Before this week, only four of the state’s 58 counties — Alpine, Sierra, Lassen and Mendocino — had made it that far.
But the yellow club has since almost doubled in size, with L.A., San Francisco and Trinity counties all advancing this week.
Thirty-nine counties are now in the orange tier, the second-most-lenient category of California’s four-tier, color-coded reopening blueprint, and 12 counties are in the stricter red tier. No parts of the state are currently in the most restrictive purple tier.
California as a whole has seen a dramatic decline in coronavirus cases and hospitalizations in the aftermath of the fall-and-winter wave that wreaked havoc statewide.
Over the last week, the state has reported an average of 1,760 new cases per day, a 25% decrease from two weeks ago, according to data compiled by The Times.
The number of coronavirus-positive patients in California’s hospitals — which topped 21,000 at the peak of the surge — had fallen to 1,626 as of Sunday.
And the state has seen a similarly precipitous plunge in deaths. Over the last week, an average of 66 Californians a day have died from COVID-19 — a fraction of the hundreds a day seen during the height of the last spike.
Public health officials and experts say California’s progress is proof of the power of the COVID-19 vaccines, which are now available to everyone 16 years and older.

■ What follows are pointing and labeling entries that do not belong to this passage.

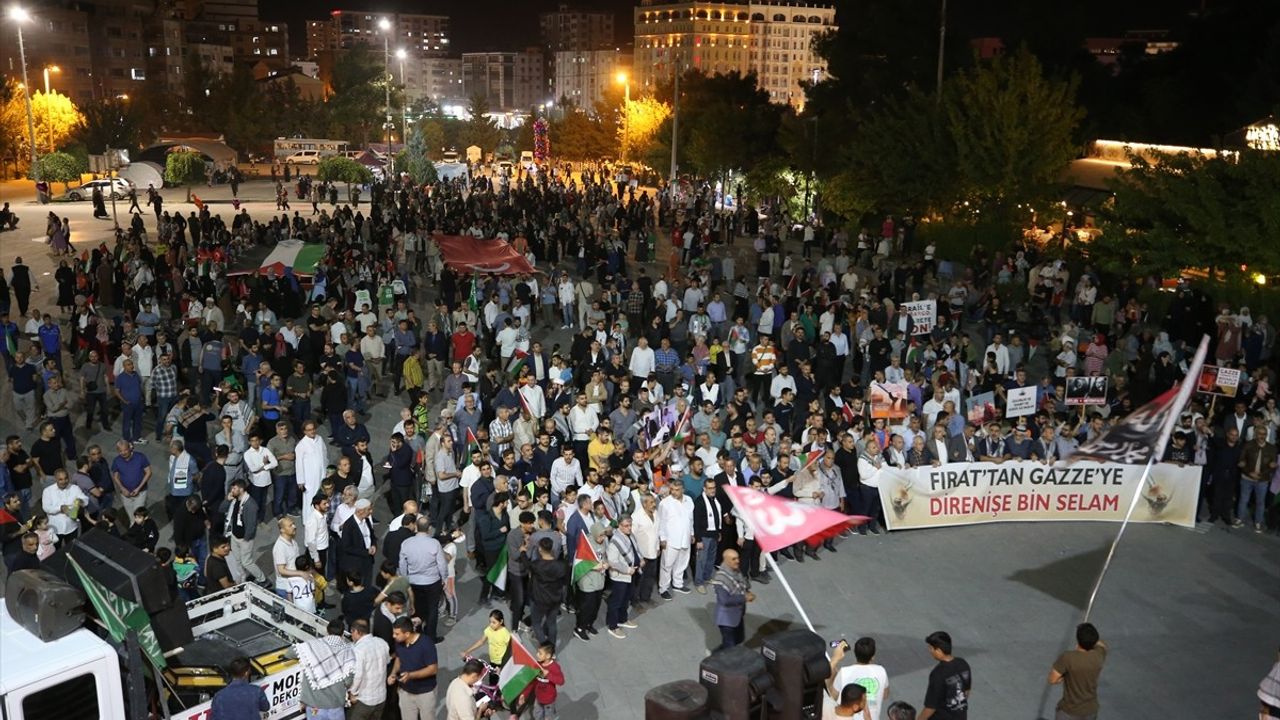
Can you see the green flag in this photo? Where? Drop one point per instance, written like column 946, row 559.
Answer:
column 122, row 615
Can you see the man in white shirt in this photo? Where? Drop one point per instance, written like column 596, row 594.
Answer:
column 675, row 538
column 1001, row 354
column 284, row 554
column 641, row 361
column 315, row 536
column 259, row 463
column 566, row 470
column 311, row 459
column 368, row 691
column 63, row 501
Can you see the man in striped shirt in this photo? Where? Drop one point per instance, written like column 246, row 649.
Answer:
column 763, row 359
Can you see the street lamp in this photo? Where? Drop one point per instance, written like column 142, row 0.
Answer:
column 400, row 55
column 50, row 69
column 19, row 17
column 385, row 26
column 625, row 81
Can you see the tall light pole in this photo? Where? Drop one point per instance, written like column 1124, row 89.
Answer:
column 19, row 16
column 942, row 44
column 400, row 55
column 625, row 81
column 385, row 26
column 50, row 69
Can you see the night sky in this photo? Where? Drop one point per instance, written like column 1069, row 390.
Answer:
column 478, row 24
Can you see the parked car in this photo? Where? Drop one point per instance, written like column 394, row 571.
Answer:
column 114, row 188
column 304, row 158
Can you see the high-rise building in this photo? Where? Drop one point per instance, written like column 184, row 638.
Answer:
column 583, row 76
column 507, row 81
column 570, row 28
column 772, row 40
column 425, row 36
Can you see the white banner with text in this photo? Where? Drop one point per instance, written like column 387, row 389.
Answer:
column 967, row 493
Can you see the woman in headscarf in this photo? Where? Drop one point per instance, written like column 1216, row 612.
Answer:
column 1096, row 355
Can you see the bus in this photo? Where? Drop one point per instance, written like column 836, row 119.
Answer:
column 286, row 146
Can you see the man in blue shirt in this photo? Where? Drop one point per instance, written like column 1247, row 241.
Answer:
column 128, row 391
column 240, row 700
column 414, row 671
column 131, row 472
column 51, row 341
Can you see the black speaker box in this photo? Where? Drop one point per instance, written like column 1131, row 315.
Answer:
column 798, row 662
column 44, row 605
column 172, row 627
column 682, row 700
column 736, row 684
column 118, row 565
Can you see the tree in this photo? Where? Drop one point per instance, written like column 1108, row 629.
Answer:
column 641, row 121
column 415, row 160
column 1011, row 130
column 480, row 130
column 1180, row 212
column 356, row 109
column 184, row 168
column 343, row 169
column 433, row 137
column 56, row 118
column 110, row 122
column 58, row 167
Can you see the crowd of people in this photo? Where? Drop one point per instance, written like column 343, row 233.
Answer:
column 526, row 445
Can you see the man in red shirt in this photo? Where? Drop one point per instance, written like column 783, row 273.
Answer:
column 464, row 341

Roughly half of all Californians, and 63% of adults, have received at least one vaccine dose to date, according to data from the Centers for Disease Control and Prevention.
However, only 32% of residents, and 41% of adults, are considered fully vaccinated — meaning they either received the single-shot Johnson & Johnson vaccine or both required doses of the Pfizer-BioNTech or Moderna vaccines.
Officials have also seen the demand for shots tail off as of late.
During the week of April 17-23, there were 611,592 doses administered in L.A. County — an average of roughly 87,000 a day. From April 24 to 30, only 467,134 doses were given, an average of about 67,000 per day.
“At this point, the goal is for us to make it as easy as possible for people to come in and feel comfortable getting their vaccine,” Ferrer said.
Times staff writer Emily Alpert Reyes contributed this report.